The pair of departures shine out as faces of change in our lives with HP. In 2001 an army of the 3000’s faithful could hardly believe their server’s life was changing for good. The troops who remained behind Fiorina last month may have felt as dismayed, though many more cheered.

It’s easy to find the similarities of the two days: reports by phone, delivered by people who love the 3000’s community, about a change in HP’s future. Carly’s firing made me measure the differences over those three-plus years. Change shows many faces, but only one of them matters in the long run.

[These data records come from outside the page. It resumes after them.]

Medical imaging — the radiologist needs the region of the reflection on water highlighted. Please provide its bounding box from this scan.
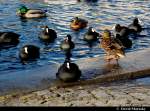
[0,0,150,74]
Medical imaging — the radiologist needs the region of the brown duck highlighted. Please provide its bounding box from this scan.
[100,29,125,63]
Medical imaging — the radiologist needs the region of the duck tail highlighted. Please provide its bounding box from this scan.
[117,53,125,58]
[43,9,48,12]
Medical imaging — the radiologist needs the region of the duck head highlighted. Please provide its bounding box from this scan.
[73,17,79,24]
[115,24,121,32]
[44,25,49,33]
[17,6,29,15]
[24,47,28,54]
[102,29,111,39]
[65,34,72,42]
[133,18,139,25]
[88,27,95,32]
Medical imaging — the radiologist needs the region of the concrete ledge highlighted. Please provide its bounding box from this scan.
[0,48,150,95]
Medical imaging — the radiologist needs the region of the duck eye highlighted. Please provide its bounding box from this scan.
[24,47,28,54]
[67,62,70,69]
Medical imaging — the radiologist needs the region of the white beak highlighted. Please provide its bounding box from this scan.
[24,47,28,54]
[67,62,70,69]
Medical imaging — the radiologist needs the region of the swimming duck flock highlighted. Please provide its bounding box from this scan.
[0,2,142,82]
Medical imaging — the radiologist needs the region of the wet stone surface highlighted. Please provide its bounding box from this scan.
[0,79,150,106]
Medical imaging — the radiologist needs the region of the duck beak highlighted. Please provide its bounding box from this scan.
[46,28,49,33]
[138,18,144,25]
[117,53,125,58]
[112,25,116,30]
[92,28,95,32]
[67,62,70,69]
[24,47,28,54]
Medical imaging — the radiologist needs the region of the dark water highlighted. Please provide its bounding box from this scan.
[0,0,150,74]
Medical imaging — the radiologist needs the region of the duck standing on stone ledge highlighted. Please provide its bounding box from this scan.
[100,29,125,64]
[19,45,40,62]
[17,6,46,18]
[128,18,142,34]
[56,51,81,82]
[70,17,88,31]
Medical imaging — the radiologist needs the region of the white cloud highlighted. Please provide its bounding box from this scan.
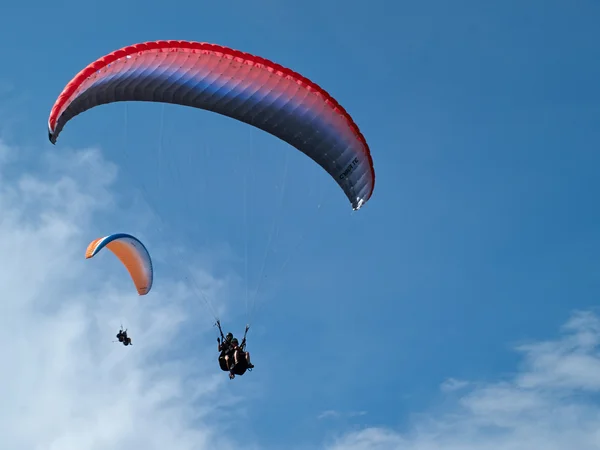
[326,312,600,450]
[440,378,469,392]
[317,409,367,419]
[0,142,247,450]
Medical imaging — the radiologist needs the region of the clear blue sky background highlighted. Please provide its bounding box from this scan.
[0,0,600,448]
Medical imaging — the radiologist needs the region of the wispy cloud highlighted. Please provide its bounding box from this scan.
[317,409,367,419]
[326,312,600,450]
[0,144,247,450]
[440,378,469,392]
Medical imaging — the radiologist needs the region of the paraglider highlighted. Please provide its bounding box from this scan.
[85,233,154,295]
[48,41,375,210]
[48,40,375,379]
[117,327,132,346]
[215,320,254,380]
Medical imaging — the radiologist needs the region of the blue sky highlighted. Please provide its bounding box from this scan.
[0,0,600,450]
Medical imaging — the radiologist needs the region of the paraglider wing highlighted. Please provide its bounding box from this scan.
[85,233,154,295]
[48,41,375,210]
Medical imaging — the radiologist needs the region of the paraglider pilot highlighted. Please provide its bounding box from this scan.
[216,321,254,380]
[117,328,131,346]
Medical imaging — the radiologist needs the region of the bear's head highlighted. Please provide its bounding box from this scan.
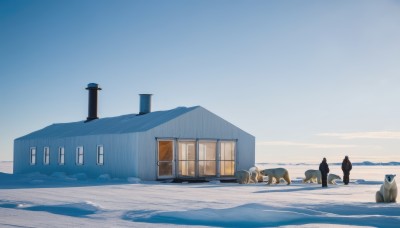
[385,174,396,184]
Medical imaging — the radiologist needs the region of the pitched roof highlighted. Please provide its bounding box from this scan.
[16,106,200,140]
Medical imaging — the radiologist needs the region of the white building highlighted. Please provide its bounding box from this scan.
[14,83,255,180]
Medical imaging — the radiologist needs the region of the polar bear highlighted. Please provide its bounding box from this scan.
[328,173,342,184]
[375,174,397,203]
[235,170,251,184]
[303,169,322,184]
[249,166,264,183]
[260,168,291,185]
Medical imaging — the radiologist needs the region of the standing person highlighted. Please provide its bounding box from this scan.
[319,158,329,188]
[342,156,353,185]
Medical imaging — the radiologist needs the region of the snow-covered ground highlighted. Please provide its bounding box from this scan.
[0,162,400,227]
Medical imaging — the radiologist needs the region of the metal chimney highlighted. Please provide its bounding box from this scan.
[139,94,153,115]
[85,83,101,122]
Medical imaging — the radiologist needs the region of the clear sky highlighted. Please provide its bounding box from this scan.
[0,0,400,163]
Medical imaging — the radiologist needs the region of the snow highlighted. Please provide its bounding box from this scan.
[0,162,400,227]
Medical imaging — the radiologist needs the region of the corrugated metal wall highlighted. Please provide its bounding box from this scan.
[14,133,137,177]
[14,107,255,180]
[138,107,255,180]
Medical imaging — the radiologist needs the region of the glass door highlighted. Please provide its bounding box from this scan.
[157,140,174,179]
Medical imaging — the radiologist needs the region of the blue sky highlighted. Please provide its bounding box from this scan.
[0,0,400,162]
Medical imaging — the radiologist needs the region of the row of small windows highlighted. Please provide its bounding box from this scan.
[30,145,104,165]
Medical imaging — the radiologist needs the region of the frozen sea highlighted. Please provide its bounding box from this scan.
[0,162,400,227]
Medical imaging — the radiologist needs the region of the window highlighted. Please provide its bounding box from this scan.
[178,141,196,177]
[30,147,36,165]
[220,141,235,176]
[97,145,104,165]
[76,146,83,165]
[58,147,65,165]
[43,147,50,165]
[199,141,217,177]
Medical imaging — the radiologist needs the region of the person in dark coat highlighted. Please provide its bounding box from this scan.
[319,158,329,188]
[342,156,353,185]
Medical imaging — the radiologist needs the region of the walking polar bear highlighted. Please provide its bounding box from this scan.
[328,173,342,184]
[235,166,264,184]
[249,166,264,183]
[303,169,341,184]
[303,169,322,184]
[375,174,397,203]
[260,168,291,185]
[235,170,251,184]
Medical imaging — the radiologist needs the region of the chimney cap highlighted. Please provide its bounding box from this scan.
[86,83,101,90]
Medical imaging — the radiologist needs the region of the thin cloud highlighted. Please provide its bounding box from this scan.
[318,131,400,139]
[256,141,359,149]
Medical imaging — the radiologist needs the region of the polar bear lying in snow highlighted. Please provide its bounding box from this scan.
[375,174,397,203]
[303,169,341,184]
[260,168,291,185]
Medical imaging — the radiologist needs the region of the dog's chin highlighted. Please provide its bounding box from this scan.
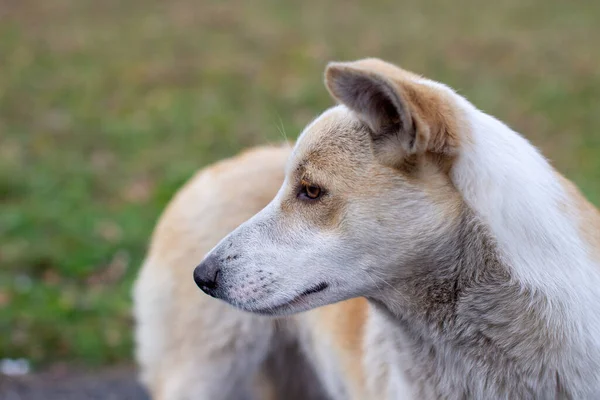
[236,282,329,316]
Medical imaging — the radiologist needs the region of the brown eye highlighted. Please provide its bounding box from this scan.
[300,184,322,200]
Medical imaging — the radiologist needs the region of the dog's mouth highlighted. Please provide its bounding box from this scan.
[252,282,329,315]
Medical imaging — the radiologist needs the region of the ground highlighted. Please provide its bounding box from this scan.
[0,0,600,376]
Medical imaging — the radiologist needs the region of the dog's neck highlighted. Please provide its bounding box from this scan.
[370,206,510,324]
[369,206,562,398]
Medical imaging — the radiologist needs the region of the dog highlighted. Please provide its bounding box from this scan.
[134,59,600,400]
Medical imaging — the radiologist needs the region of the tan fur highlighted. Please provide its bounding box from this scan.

On that November night the NewsWire was nearly into the mails with its latest issue. We had to tell the story of demise HP was spreading, balanced with the belief the 3000 could endure. We were granted a phone interview, one I conducted from a London hotel room days later. If you’ve ever had to respond to a work crisis from an overseas vacation, you know how it feels: like Mr. Toad’s Wild Ride from The Wind in the Willows.

The winds in 2001 already blew past the dot-com boom, so my access was better than ever. “Easy Internet” cafes had popped up across London with a flat rate as an introductory discount. I read reactions from the community and wrote analysis in a room full of clacking keyboards. It felt like the newsroom on the Georgetown square when the Williamson County Sun was on deadline and my stories were due. Energy and communication hung thick in the evening air.

One thing changed three years later: Google News, which already had 2,497 stories about Carly’s firing, an event that was only seven hours old. I read the best of them – many were re-posts of a single AP story — to capture the basic details. I could read right away because we’re all better connected than ever. Keep that thought in mind; I’ll come back to it.

HP dropped the axe on its 3000 business with far less notice, but the news flew across the MPE community in 2001 as quick as CNN reported Carly’s demise last month. HP delivered its news with just as little warning; Fiorina’s bio page on the HP site, for a little while on Feb. 9, changed to a “404: The page you requested could not be found.”

What changed from 2001 was that you don’t need special access to HP officials to tell this story. The company put its Webcast about the firing up live for anyone to hear, even if Wall Street analysts were the only ones allowed to ask questions. Three years of stock maneuvering and promotion now make analyst Webcasts a public event for public companies. By 5 p.m. I had enough quotes to tell our version of the story.

It took less than a day to get a story with the 3000 community’s comments online. More than two dozen customers and HP employees had already connected with us to share their feelings. The story came together overnight, not over a week, all because we’re better connected. That level of connection lets this community survive, for those who wish to remain. Some would have struggled in 2001 to imagine as much survival as HP faces today.

HP will also survive without its in-your-face CEO, much like the 3000 will continue without its vendor. For how long, in either case, is anyone’s guess. The future is fuzzy much of the time, and things you cannot imagine become reality. Chris Gauthier takes his first steps as a Country Western music artist this month. Even Chris says he didn’t see that change coming. (He plays as Sean William.)

Carly Fiorina forced HP to change its face over the last six years. While the majority of us don’t think she swung the axe on the 3000, her mission of go-go growth put the power behind the blade. But her face is not the one that matters the most in matters of HP change. I look in the mirror to see the most important face of change. Perhaps you do, too.

HP won’t make its change of CEO matter in the 3000’s fate, even through many of you wish that fate would change. In truth, you are the agent of change in your life. You allow it to pass through, or struggle against it until you’re ready. Carly Fiorina learned last month that change is not only constant, but also arrives without regard to class. Getting comfortable with change is our everlasting lesson, the one that keeps us connected with being alive. Stay in touch with one another and with what’s happening, and try to enjoy that wild ride.